Clarissa Angels and Devils

By Samuel Richardson

Angels and Devils

Not a Dan Brown Book

Not to get too holy up in here, but angel imagery is practically littered throughout Clarissa's life. Okay, we get it: Clarissa's like an angel on earth. She eventually has to bail because she's just too good to hang around losers like Lovelace and the Harlowe crew. But it's not like Clarissa always has a halo on her head. It's only after her rape that she becomes a prime candidate for the Angel Mafia.

Belford gets the angel imagery going after he busts Clarissa out of jail. Belford not-so-subtly notes that

the kneeling lady, sunk with majesty too in her white, flowing robes (for she had not on a hoop), spreading the dark, though not dirty, floor, and illuminating that horrid corner; her linen beyond imagination white, considering that she had not been undressed ever since she had been here; I thought my concern would have choked me. (334.16)

Let's break it down, shall we?

First of all, we've got those white robes. Baby, you can see her halo without Beyoncé pointing it out. Plus, Belford can literally see Clarissa's goodness lighting up the dark room. Think of how helpful she'd be for Swiffer commercials! Finally, Belford makes sure to mention that Clarissa has remained clothed since she arrived, meaning that her clothes are white even though she hasn't been able to wash them. She's so pure that she even purifies her clothes. That's some powerful bleach.

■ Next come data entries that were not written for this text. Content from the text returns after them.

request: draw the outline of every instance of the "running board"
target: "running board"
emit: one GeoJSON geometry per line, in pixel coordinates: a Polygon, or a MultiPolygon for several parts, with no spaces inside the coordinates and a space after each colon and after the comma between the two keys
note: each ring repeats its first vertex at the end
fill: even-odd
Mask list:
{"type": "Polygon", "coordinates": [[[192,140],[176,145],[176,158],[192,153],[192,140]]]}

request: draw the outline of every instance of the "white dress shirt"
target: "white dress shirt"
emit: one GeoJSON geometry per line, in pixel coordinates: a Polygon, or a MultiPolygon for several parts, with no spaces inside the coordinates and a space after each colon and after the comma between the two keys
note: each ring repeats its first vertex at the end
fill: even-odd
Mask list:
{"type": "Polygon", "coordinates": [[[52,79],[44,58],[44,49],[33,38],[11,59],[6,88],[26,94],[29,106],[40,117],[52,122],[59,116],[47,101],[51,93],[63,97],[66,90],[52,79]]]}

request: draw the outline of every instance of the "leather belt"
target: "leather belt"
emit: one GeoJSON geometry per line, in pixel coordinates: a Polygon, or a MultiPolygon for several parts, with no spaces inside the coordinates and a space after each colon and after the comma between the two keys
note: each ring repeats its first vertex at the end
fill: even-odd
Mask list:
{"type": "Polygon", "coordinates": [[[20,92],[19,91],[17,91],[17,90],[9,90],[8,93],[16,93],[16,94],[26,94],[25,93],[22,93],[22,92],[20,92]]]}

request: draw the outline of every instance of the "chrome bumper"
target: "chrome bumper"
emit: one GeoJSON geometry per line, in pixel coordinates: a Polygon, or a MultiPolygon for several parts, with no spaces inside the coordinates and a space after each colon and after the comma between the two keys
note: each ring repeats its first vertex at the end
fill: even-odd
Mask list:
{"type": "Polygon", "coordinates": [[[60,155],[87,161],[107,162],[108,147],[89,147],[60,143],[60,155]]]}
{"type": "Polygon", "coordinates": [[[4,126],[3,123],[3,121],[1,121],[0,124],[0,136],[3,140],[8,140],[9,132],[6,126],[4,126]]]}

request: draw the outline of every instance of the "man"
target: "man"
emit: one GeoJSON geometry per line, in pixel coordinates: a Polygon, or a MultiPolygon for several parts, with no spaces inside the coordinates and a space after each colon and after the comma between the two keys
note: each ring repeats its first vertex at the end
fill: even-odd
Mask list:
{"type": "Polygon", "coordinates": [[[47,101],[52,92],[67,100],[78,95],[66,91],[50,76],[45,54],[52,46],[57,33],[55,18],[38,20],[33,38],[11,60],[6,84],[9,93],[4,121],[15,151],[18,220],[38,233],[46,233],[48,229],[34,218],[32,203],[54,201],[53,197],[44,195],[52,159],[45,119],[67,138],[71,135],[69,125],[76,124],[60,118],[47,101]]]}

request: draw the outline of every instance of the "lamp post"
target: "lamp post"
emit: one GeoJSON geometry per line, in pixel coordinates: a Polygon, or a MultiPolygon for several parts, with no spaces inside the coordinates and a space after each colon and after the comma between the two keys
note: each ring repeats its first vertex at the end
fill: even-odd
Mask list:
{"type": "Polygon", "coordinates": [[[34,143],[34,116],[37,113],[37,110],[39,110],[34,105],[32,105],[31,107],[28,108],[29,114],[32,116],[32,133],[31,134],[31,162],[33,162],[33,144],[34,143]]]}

Angelic Nicknames from a Devilish Dude

For most of the story, Lovelace calls Clarissa pet names like "dear creature." Not so cute, right? He's basically dehumanizing her to keep from thinking about his atrocious actions. After her death, though, she's an "angel of a woman" (334.17). In other words, the guy can only revere her if she's more than human. Once Clarissa's beyond his reach forever, he's totally comfortable calling her an angel.

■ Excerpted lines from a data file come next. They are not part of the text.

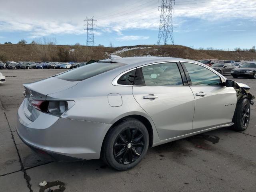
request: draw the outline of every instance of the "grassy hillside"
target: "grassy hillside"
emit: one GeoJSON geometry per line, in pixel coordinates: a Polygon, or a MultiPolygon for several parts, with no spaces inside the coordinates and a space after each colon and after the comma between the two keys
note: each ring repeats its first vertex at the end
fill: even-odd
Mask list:
{"type": "Polygon", "coordinates": [[[0,56],[8,60],[34,61],[88,61],[108,58],[111,54],[122,57],[154,56],[200,60],[251,60],[256,53],[201,50],[180,45],[138,45],[115,48],[81,46],[0,44],[0,56]]]}

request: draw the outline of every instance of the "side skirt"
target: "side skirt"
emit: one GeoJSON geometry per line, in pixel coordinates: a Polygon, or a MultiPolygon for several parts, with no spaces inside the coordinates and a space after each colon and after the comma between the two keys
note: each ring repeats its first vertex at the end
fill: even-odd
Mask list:
{"type": "Polygon", "coordinates": [[[160,141],[153,143],[152,145],[152,147],[160,145],[164,143],[168,143],[171,141],[175,141],[176,140],[178,140],[179,139],[183,139],[183,138],[186,138],[186,137],[190,137],[193,136],[193,135],[197,135],[200,134],[200,133],[204,133],[205,132],[207,132],[208,131],[211,131],[215,129],[218,129],[219,128],[222,128],[222,127],[229,127],[234,125],[234,123],[232,122],[230,122],[227,124],[225,124],[224,125],[219,125],[215,127],[212,127],[211,128],[208,128],[206,129],[202,130],[201,131],[196,131],[196,132],[193,132],[192,133],[189,133],[183,135],[181,135],[180,136],[178,136],[170,139],[165,139],[164,140],[160,140],[160,141]]]}

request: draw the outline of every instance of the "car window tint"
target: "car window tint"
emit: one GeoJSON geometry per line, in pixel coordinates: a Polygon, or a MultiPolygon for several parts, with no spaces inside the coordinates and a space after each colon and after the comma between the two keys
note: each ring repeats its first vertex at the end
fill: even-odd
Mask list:
{"type": "Polygon", "coordinates": [[[94,62],[55,76],[67,81],[82,81],[125,65],[126,64],[120,63],[94,62]]]}
{"type": "Polygon", "coordinates": [[[136,71],[134,69],[123,74],[117,80],[117,83],[120,85],[132,85],[136,71]]]}
{"type": "Polygon", "coordinates": [[[156,64],[142,68],[146,86],[183,85],[176,63],[156,64]]]}
{"type": "Polygon", "coordinates": [[[184,63],[193,86],[218,86],[220,78],[209,69],[192,63],[184,63]]]}

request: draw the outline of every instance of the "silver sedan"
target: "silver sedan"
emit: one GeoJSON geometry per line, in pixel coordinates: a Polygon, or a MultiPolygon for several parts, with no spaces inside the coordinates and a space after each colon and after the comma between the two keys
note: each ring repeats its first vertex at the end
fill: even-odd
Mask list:
{"type": "Polygon", "coordinates": [[[248,126],[254,96],[246,85],[194,61],[116,57],[24,84],[16,128],[24,143],[58,160],[101,158],[124,170],[149,147],[248,126]]]}

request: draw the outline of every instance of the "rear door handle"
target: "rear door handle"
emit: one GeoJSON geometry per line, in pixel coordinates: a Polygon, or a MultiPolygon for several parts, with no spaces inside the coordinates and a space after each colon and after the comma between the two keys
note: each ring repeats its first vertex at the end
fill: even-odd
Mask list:
{"type": "Polygon", "coordinates": [[[204,93],[202,91],[200,91],[199,93],[196,93],[196,96],[201,96],[201,97],[203,97],[205,95],[206,95],[206,94],[205,93],[204,93]]]}
{"type": "Polygon", "coordinates": [[[156,96],[156,95],[154,95],[153,94],[150,94],[149,95],[146,95],[146,96],[143,96],[143,98],[144,99],[156,99],[158,98],[158,96],[156,96]]]}

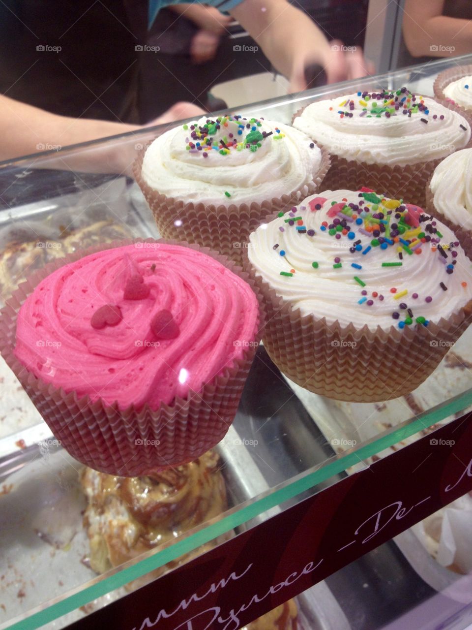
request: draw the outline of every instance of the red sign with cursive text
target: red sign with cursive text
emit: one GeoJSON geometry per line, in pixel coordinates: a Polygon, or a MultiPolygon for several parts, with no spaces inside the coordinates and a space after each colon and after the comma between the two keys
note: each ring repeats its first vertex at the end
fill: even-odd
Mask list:
{"type": "Polygon", "coordinates": [[[471,490],[469,413],[69,628],[237,630],[471,490]]]}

Finding it Hard to Believe We're in Heaven

If Clarissa's the angel of the story, then Lovelace must be the one playing the devil card. He's pretty explicit about it, too: "My brain is all boiling like a caldron over a fiery furnace. What a devil is the matter with me, I wonder?" (497.21). It sounds like the dude already knows that his paradise is lost, even if he tries to deny it. To be honest, the distinction between good and evil is pretty clear, even if Lovelace seems to be all confused what he's done wrong.

As usual, Lovelace has a few partners in crime. The other devil of the hour would be Mrs. Sinclair, whose accident Belford characterizes as a plunge into hell: "…after a dreadful night, she lies foaming, raving, roaring, in a burning fever, that wants not any other fire to scorch her into a feeling more exquisite and vulnerable than any thy vengeance could make her suffer" (493.3). Not to hit it too hard with the Milton, but that's a direct copy of Satan's agony in Paradise Lost.

Actually, it seems like just about all of Clarissa's tormentors get compared to the guy down under. Belford calls Sally Martin "the devil incarnate" after telling her about Clarissa's death, which seems to imply that she's just as bad as Lovelace (493.5). Let's tone in down with the name-calling, Belford—especially when there's a real devil on the loose.